Tuesday, May 19, 2009

Vargas Adventure

I promised to tell you about my camping trip to Vargas Island over the Victoria Day long weekend. It was enchanting.

What I liked best about it was the solitude. The first time we saw anyone besides the members of our own travel party was around noon on the day of our departure, just as we were packing up to return home. The scenery was gorgeous, as was the sound of the waves when I fell asleep on the beach.

Although the sky was overcast most of the time that we were there, the rain was confined to short overnight showers. The weather was dry during daylight hours, and that made the logistics of camping and hiking easier.

The company was congenial too.

We left home on Saturday morning, May 16th, 2009, and returned on Sunday evening, May 18th, 2009.

In the picture above, we have just disembarked from the boat that ferried us from Tofino to the near shore of Vargas Island. We are about to hike across the island to Ahous Bay on the far shore. From left to right: Sarah, Sue, Lynne, Michael and Ian.

Above are our tents on the beach at Ahous Bay, on the west coast of Vargas Island. My trip was made possible by the generosity, cooperation and collaboration of friends. Charles and Lynne gave me a ride from Nanaimo to Tofino and back again. My fellow Pacific Gardeners, Chad and Susana, lent me a tent and a backpack. Ian lent me a sleeping bag and a foam camping mattress, as well as sharing his camp stove with me.
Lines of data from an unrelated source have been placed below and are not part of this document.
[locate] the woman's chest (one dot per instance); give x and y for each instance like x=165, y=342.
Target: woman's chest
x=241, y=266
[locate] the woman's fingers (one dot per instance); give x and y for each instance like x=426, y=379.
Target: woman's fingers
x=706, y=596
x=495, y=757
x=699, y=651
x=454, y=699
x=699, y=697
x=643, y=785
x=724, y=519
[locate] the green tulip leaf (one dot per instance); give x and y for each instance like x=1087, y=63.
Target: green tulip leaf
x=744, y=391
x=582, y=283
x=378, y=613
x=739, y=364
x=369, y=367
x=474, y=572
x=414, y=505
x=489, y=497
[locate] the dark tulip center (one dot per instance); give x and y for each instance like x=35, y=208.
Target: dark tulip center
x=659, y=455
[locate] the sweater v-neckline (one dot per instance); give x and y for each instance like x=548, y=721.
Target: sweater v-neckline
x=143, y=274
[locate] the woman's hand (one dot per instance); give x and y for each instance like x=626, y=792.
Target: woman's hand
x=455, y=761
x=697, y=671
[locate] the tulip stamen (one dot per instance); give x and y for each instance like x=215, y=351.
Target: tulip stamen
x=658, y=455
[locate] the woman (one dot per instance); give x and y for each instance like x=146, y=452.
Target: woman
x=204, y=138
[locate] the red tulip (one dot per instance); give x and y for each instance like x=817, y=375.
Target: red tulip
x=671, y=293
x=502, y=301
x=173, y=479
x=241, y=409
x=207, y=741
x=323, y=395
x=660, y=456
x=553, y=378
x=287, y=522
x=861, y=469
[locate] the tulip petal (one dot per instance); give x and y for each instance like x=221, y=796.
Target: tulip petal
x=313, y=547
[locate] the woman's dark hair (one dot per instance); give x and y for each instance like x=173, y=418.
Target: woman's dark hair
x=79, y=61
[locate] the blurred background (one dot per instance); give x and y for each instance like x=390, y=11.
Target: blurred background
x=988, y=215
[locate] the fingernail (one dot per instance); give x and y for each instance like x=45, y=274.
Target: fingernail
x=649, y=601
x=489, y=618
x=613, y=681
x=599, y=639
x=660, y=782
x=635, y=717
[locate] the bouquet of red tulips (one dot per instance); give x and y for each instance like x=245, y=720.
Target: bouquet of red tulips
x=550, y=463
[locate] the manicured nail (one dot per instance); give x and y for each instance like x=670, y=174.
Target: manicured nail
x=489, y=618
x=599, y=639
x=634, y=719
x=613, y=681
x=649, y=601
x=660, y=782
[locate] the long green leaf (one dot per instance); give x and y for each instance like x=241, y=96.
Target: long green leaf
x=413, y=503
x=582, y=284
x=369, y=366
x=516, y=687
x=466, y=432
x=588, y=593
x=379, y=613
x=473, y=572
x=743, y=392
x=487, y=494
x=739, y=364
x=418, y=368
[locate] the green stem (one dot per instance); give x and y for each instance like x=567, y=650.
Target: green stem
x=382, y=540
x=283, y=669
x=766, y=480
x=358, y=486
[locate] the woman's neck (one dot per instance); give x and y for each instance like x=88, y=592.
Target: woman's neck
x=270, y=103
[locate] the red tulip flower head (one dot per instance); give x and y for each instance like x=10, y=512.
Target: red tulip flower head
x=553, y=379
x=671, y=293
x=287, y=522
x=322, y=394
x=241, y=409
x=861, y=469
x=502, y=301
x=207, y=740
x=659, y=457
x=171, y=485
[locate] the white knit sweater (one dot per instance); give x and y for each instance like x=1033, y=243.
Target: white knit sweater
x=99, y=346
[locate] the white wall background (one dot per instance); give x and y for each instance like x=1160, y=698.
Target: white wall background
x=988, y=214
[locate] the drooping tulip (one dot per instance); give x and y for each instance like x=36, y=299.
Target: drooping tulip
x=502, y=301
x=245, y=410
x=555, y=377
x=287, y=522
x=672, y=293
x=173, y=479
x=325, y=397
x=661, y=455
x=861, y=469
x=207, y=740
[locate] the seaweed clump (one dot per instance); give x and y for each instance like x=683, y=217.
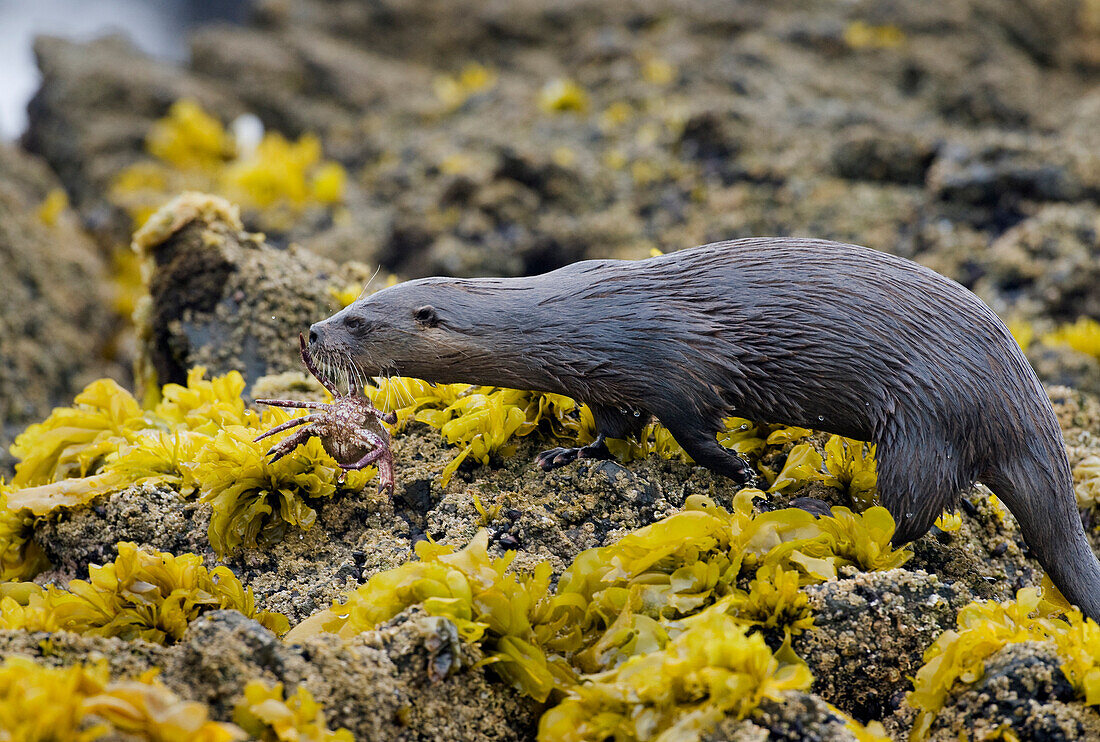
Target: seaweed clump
x=81, y=702
x=485, y=421
x=197, y=439
x=983, y=628
x=1082, y=335
x=648, y=609
x=265, y=715
x=190, y=150
x=146, y=595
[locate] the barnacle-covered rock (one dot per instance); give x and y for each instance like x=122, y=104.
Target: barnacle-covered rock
x=861, y=620
x=199, y=266
x=141, y=595
x=378, y=685
x=55, y=316
x=1022, y=691
x=798, y=716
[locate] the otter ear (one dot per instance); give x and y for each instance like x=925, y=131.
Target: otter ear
x=426, y=316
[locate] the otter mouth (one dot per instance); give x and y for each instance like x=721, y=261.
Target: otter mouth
x=337, y=369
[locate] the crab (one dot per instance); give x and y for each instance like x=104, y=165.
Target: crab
x=350, y=428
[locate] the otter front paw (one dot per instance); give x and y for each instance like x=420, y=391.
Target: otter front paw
x=556, y=457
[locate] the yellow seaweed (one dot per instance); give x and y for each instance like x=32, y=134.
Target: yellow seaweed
x=265, y=715
x=142, y=595
x=81, y=704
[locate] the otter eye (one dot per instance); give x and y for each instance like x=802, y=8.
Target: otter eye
x=426, y=316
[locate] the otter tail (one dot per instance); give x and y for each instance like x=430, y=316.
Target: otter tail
x=1040, y=493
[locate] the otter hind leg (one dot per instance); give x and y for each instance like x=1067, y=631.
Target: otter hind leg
x=702, y=445
x=917, y=479
x=611, y=422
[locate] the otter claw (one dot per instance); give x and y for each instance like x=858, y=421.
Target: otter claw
x=556, y=457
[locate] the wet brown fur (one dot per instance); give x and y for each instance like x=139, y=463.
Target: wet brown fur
x=802, y=332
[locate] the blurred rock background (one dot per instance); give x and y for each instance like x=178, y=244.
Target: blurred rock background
x=510, y=137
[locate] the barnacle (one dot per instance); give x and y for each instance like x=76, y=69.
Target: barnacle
x=265, y=715
x=20, y=556
x=485, y=601
x=53, y=207
x=623, y=600
x=986, y=627
x=141, y=595
x=197, y=439
x=83, y=704
x=714, y=667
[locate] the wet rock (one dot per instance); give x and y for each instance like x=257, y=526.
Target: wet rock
x=989, y=186
x=223, y=299
x=90, y=115
x=1046, y=266
x=1022, y=688
x=868, y=154
x=860, y=621
x=409, y=680
x=152, y=516
x=799, y=717
x=56, y=324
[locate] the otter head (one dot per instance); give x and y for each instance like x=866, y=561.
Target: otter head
x=426, y=329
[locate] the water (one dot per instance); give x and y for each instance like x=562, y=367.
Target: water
x=156, y=26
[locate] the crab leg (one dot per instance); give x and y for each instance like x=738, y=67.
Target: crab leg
x=289, y=423
x=304, y=352
x=289, y=443
x=380, y=455
x=385, y=417
x=293, y=402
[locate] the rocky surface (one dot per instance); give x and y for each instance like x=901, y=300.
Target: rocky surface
x=961, y=134
x=56, y=323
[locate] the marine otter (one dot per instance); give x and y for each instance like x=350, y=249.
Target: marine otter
x=803, y=332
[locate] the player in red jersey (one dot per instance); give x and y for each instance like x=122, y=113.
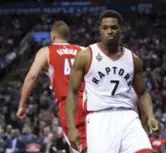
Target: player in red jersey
x=158, y=143
x=57, y=58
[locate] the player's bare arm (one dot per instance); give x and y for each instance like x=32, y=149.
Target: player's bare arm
x=144, y=96
x=78, y=71
x=40, y=62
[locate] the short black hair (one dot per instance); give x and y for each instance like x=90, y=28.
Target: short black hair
x=111, y=13
x=62, y=28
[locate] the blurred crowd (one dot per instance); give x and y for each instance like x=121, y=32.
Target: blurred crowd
x=41, y=131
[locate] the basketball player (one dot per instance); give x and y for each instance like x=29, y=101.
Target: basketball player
x=109, y=72
x=57, y=59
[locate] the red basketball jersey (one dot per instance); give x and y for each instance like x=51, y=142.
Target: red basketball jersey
x=61, y=58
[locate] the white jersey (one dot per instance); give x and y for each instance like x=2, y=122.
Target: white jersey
x=108, y=81
x=135, y=100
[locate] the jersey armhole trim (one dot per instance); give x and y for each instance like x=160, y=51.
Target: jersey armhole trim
x=90, y=62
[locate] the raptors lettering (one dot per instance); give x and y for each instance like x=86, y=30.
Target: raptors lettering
x=115, y=70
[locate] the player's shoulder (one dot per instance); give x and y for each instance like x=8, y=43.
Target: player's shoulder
x=75, y=46
x=43, y=50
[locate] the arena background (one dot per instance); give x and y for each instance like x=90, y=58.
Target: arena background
x=24, y=28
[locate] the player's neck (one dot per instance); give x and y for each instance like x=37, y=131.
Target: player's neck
x=109, y=49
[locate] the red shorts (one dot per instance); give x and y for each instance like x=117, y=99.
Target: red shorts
x=80, y=121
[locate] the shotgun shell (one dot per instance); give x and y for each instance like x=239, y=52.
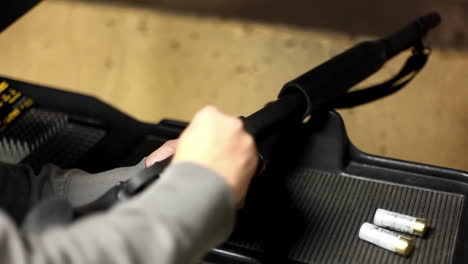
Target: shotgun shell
x=386, y=239
x=400, y=222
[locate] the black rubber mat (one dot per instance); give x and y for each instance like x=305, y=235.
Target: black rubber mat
x=333, y=207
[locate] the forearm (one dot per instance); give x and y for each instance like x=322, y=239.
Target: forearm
x=189, y=210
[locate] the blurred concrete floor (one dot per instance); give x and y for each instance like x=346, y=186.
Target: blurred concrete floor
x=156, y=64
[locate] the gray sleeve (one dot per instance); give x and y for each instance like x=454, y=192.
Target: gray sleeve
x=80, y=187
x=177, y=220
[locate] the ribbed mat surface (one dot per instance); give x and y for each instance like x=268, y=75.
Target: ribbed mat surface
x=334, y=206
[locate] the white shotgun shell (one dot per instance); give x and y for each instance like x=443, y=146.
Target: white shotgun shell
x=386, y=239
x=400, y=222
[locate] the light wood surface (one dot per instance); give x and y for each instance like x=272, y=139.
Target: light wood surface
x=152, y=64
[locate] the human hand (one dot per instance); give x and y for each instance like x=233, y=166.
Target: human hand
x=219, y=142
x=165, y=151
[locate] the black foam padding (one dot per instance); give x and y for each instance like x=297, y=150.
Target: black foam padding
x=68, y=146
x=332, y=207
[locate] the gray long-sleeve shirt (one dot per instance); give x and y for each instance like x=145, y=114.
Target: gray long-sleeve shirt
x=189, y=210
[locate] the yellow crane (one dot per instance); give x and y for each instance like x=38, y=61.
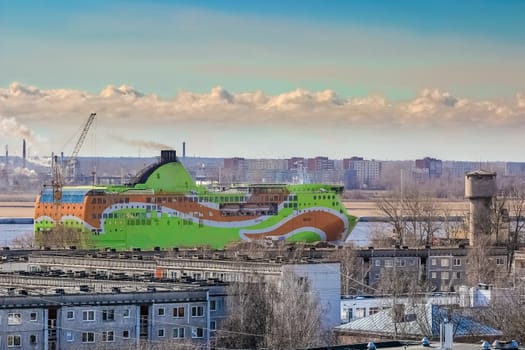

Above our party is setting out for a Sunday morning hike. Left to right: Sarah, Sue, Charles, Ian, Peter, Lynne and Michael. The piece of foam that Peter and Michael are carrying was salvaged from the beach. The idea is to use it as a raft with which to cross a lagoon further up the island. Sarah and Michael, in particular, displayed great creativity in finding uses for found objects.

I liked the patterns that waves had made in the sand.

Sunset from Ahous Bay.

In the series of peak moments I have experienced since I moved to Nanaimo, a period during which one superlative has overtaken another, Vargas Island is right up there with the best.

If you would like to see more photos, I have posted some on this website.

Saturday, May 16, 2009

Off to Vargas Island

I am off to visit Vargas Island with friends for the Victoria Day long weekend. We will drive to Tofino on the west coast of Vancouver Island, catch a boat to Vargas Island, hike across the island, and camp on the far shore. I'm expecting it to be fun. When I get back home to Nanaimo, I'll let you know how it went.